Proof of Matrix Cauchy-Schwarz Inequality
Theorem
For random vectors \(U\in \mathbb R^p\) and \(V \in \mathbb R^q\) with finite second moments, if \(\mathbb V(V)\) is invertible, then: \[\text{Cov}(U, V)[\text{Var}(V)]^{-1}\text{Cov}(V, U) \preceq \text{Var}(U)\]
Proof
For any matrix \(A \in \mathbb R^{p \times q}\), consider: \[\text{Var}(U - AV) = \text{Var}(U) - A\text{Cov}(V, U) - \text{Cov}(U, V)A^T + A\text{Var}(V)A^T\]
To minimize this quadratic form in A, take the derivative and set to zero: \[\frac{\partial}{\partial A} = -2\text{Cov}(U, V) + 2A\text{Var}(V) = 0\]
Solving gives: \[A^* = \text{Cov}(U, V)[\text{Var}(V)]^{-1}\]

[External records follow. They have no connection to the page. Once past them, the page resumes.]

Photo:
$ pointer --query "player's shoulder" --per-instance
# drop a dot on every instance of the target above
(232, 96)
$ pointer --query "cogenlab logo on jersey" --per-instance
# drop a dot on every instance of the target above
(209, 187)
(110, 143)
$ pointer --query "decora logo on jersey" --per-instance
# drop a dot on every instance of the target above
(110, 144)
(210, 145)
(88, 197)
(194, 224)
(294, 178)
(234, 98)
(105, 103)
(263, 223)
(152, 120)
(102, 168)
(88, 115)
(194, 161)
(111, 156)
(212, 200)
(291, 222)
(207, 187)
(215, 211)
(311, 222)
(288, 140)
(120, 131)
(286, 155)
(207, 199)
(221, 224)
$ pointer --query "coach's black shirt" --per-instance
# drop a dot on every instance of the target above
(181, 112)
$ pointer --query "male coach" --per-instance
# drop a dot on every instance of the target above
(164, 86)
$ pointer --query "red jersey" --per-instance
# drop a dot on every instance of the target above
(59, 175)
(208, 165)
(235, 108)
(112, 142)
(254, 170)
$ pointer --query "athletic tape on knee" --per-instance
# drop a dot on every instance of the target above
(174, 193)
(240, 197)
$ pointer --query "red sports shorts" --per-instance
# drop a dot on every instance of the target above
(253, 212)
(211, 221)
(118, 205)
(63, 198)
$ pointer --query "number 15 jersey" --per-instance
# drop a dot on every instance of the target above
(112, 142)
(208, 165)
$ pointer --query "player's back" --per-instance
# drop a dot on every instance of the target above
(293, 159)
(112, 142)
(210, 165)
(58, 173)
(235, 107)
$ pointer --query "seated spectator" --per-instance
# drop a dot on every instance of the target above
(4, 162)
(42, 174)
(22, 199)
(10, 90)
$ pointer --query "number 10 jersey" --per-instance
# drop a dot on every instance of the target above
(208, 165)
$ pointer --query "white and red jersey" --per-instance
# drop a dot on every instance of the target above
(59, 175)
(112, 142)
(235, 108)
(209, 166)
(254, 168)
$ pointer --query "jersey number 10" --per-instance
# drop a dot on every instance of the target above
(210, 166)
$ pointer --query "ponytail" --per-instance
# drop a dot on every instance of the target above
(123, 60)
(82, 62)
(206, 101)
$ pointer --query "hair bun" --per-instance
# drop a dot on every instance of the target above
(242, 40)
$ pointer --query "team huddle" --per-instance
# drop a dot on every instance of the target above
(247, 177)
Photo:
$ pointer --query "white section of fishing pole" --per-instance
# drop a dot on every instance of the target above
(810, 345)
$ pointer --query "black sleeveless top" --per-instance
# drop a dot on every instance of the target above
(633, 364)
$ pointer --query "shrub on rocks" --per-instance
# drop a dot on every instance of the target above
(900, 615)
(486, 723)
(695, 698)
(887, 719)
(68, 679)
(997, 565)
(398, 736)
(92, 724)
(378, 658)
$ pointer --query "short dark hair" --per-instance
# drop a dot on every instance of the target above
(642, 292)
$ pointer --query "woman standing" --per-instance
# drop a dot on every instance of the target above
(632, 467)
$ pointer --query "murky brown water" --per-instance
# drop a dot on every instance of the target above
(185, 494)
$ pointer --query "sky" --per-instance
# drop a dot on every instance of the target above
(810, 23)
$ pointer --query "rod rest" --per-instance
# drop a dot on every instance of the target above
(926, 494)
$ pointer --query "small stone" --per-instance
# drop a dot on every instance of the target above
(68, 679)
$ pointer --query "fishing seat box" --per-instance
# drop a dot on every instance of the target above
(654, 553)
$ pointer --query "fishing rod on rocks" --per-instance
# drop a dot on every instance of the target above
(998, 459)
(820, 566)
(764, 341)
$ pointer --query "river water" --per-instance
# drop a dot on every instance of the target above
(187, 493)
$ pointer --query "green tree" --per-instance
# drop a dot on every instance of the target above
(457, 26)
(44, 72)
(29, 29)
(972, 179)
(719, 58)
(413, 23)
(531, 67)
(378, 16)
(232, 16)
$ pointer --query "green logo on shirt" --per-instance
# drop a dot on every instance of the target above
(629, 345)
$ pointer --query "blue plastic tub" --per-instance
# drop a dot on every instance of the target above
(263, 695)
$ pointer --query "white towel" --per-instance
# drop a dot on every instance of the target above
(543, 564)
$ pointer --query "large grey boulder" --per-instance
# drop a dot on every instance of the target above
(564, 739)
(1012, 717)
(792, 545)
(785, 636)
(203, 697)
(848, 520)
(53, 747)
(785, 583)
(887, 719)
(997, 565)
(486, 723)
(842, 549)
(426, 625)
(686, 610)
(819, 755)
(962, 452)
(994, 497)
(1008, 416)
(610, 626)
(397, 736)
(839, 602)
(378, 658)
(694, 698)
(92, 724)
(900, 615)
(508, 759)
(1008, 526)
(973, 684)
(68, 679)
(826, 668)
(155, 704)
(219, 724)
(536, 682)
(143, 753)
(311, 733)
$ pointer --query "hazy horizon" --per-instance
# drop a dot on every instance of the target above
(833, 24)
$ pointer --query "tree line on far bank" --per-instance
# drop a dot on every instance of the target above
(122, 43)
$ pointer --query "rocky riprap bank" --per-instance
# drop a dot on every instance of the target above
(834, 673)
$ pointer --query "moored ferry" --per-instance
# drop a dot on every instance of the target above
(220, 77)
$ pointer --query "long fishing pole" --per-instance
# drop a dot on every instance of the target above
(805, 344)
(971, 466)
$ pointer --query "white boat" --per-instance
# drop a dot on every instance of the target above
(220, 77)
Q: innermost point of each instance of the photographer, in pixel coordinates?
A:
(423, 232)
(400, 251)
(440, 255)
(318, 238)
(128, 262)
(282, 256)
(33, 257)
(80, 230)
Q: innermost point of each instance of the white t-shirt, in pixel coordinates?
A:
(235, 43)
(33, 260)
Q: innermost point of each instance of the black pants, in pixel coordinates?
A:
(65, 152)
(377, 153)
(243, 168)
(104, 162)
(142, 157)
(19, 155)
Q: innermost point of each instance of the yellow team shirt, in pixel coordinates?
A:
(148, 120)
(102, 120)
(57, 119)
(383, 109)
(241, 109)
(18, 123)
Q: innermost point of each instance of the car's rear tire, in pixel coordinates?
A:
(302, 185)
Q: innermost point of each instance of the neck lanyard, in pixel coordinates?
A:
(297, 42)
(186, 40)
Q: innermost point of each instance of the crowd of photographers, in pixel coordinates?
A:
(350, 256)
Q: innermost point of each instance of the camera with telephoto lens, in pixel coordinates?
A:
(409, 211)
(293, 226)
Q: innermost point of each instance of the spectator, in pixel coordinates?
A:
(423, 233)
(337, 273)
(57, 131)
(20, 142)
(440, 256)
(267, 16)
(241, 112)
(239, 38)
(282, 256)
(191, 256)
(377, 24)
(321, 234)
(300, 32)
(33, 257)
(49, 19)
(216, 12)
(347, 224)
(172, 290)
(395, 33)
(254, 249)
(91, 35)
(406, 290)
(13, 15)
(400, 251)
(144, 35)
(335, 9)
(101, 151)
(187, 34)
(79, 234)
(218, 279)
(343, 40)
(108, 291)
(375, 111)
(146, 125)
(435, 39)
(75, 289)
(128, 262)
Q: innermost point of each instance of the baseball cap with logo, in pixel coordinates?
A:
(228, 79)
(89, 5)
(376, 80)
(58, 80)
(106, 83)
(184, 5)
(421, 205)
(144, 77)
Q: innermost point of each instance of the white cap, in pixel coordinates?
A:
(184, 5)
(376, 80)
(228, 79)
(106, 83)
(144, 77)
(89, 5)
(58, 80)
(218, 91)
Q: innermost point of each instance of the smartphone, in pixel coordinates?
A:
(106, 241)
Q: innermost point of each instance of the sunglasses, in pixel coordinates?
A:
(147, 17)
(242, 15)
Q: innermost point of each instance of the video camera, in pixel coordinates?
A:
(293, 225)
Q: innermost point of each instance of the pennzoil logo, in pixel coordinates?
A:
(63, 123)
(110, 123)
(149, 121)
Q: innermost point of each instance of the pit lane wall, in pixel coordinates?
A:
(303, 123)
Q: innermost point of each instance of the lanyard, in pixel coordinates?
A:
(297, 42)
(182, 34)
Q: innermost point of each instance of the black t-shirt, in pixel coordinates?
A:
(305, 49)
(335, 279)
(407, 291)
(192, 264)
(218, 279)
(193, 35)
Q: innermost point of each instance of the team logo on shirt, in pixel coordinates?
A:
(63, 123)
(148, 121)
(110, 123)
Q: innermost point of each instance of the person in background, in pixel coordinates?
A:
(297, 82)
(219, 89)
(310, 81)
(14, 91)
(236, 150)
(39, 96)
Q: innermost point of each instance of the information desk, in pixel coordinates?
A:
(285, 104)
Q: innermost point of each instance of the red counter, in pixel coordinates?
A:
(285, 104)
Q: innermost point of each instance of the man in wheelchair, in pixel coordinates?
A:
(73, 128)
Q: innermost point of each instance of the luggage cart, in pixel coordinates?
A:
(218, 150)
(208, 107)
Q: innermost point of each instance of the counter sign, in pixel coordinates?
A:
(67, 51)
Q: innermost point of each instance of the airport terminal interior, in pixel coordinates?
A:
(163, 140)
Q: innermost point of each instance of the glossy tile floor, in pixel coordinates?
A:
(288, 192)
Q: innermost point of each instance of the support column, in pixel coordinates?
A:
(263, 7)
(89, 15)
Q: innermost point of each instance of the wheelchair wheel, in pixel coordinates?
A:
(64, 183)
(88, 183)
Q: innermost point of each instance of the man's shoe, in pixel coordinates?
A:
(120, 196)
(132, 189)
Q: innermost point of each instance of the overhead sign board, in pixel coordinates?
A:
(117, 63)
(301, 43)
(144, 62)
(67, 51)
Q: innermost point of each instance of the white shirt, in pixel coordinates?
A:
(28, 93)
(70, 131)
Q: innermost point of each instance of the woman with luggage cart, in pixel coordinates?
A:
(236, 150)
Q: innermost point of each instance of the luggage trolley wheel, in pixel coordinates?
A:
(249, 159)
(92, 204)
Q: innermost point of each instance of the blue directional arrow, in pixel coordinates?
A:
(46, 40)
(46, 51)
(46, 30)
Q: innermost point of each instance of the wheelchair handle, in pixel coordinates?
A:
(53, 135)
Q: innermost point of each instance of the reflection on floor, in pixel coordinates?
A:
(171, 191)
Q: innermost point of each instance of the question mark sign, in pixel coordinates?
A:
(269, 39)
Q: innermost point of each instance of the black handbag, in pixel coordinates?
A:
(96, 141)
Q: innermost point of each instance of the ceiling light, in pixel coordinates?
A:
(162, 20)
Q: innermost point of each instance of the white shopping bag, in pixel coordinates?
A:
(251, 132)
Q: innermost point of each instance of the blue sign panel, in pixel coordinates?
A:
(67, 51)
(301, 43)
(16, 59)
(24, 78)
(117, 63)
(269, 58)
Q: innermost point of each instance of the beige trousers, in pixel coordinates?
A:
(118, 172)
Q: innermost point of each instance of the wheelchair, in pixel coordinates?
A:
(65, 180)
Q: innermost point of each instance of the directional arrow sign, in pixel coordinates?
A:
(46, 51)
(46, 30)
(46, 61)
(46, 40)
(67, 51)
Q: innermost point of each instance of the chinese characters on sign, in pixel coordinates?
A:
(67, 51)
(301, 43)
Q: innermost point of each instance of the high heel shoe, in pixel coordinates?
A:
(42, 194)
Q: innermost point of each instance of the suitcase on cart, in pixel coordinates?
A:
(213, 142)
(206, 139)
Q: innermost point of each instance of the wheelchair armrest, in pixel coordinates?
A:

At this minimum: \[\text{Var}(U - A^*V) = \text{Var}(U) - \text{Cov}(U, V)[\text{Var}(V)]^{-1}\text{Cov}(V, U) \succeq 0\]
This gives the generalized CS inequality.
Connection to Scalar Case
When U and V are scalars, this reduces to: \[\frac{[\text{Cov}(U,V)]^2}{\text{Var}(V)} \leq \text{Var}(U)\]
Which is equivalent to the familiar form: \[[\text{Cov}(U,V)]^2 \leq \text{Var}(U)\text{Var}(V)\]
The matrix version generalizes this to higher dimensions using positive semidefiniteness instead of simple inequality.